With respect to applications under Rule 7-7(5)(c), the leave to withdraw an admission made in a pleading, the principles to be applied and the factors to be considered have been summarized and endorsed by the Court of Appeal in Munster & Sons Development Ltd. v. Shaw, 2005 BCCA 564 (CanLII) (at para. 10) as follows:…1. The test is whether there is a triable issue which, in the interests of justice, should be determined on the merits and not disposed of by an admission of fact.
2. In applying that test, all the circumstances should be taken into account including the following:a. the admission has been made inadvertently, hastily, or without knowledge of the facts.
b. the fact admitted was not within the knowledge of the party making the admission.
c. the fact admitted is not true.
d. the fact admitted is one of mixed fact and law.
e. the withdrawal of the admission would not prejudice a party.
f. there has been no delay in applying to withdraw the admission.
 Here whether the plaintiff was negligent is a triable issue. The admission, although not inadvertent, appears to have been made considering only the actions of the defendant driver and not the potential negligence of the plaintiff and without full knowledge of the facts. Although slim, there were facts raised on the examinations for discovery that highlighted the potential for such negligence.
 Clearly the admission is not a purely factual one - an admission of negligence and liability involves mixed fact and law.

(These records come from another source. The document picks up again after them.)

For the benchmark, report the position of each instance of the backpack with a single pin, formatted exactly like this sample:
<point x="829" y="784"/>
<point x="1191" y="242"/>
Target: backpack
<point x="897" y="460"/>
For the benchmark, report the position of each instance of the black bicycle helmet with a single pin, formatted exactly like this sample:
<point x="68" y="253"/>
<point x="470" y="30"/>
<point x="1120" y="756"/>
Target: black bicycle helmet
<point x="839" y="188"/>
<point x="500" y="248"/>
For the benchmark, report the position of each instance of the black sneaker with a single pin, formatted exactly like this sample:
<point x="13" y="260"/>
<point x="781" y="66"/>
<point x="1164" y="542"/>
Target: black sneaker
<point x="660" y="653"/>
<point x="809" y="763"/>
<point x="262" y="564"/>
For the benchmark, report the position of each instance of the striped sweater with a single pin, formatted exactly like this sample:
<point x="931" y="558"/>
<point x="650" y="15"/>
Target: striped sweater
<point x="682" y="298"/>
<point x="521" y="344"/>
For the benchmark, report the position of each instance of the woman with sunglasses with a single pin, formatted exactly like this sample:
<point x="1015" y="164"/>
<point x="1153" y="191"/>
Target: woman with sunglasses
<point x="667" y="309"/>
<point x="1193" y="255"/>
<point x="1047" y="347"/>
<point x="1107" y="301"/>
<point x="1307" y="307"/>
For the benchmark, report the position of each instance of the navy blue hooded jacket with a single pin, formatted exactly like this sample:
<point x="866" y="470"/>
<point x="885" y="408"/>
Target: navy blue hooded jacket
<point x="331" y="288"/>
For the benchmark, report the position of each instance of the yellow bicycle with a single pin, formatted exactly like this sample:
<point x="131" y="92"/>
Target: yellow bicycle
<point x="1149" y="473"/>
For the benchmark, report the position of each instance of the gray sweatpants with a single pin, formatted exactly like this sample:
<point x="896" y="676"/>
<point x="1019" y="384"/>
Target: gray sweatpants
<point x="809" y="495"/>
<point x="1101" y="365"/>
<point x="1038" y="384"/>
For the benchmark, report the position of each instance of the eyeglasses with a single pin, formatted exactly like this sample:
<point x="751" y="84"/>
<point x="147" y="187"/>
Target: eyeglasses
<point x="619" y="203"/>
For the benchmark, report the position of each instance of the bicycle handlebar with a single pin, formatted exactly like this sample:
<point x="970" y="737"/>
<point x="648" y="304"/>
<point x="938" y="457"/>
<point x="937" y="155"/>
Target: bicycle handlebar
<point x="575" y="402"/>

 As to prejudice, the plaintiff suggested that she has been deprived of the ability to fully investigate the circumstances of the accident and that she would have done so promptly had she known liability would be disputed.
 There were four independent witnesses to the accident that were identified by the defendant driver. Since the hearing of this application, I have been advised that three of those witnesses were in fact contacted by counsel for the plaintiff prior to this application. Although their memories may have faded, there is no indication that the plaintiff’s ability to investigate this matter has been impaired.
 I am satisfied that there is no significant prejudice to the plaintiff here.